Marius Bakken (born March 27, 1978, in Sandefjord) is a Norwegian runner who specializes in the 5000 metres, having run distances from 800 to 10,000 metres in his early career. He represents IL Runar.

He finished ninth at the 2001 World Championships, fourteenth at the 2002 European Championships and twelfth at the 2005 World Championships. In addition he competed at the 1999 World Championships and the Olympic Games in 2000 and 2004 without success. He became Norwegian champion in 1500 m in 2001, 2003 and 2004 and in 5000 m in 2003 and 2005. Following a disappointing 2006 European Championships, Bakken announced his intentions to concentrate on medicine studies in 2007.

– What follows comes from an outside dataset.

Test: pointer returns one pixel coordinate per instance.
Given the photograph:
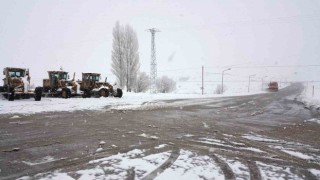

In high school, Marius was a foreign exchange student who ran for famed distance coach Joe Newton at York High School, Elmhurst, Illinois, US. In 1996 he won both the 1600 and 3200 races at the IL state track and field championships. His 1600m best at York (1996) was 4:09.2.

==Personal bests==
- 800 metres - 1:51.19 min (1997)
- 1500 metres - 3:38.84 min (2005) - eighth among Norwegian 1500 m runners.
- 3000 metres - 7:40.77 (2001)
- 5000 metres - 13:06.39 (2004)
- 10,000 metres - 28:26.36 min (2000) - tenth among Norwegian 10,000 m runners.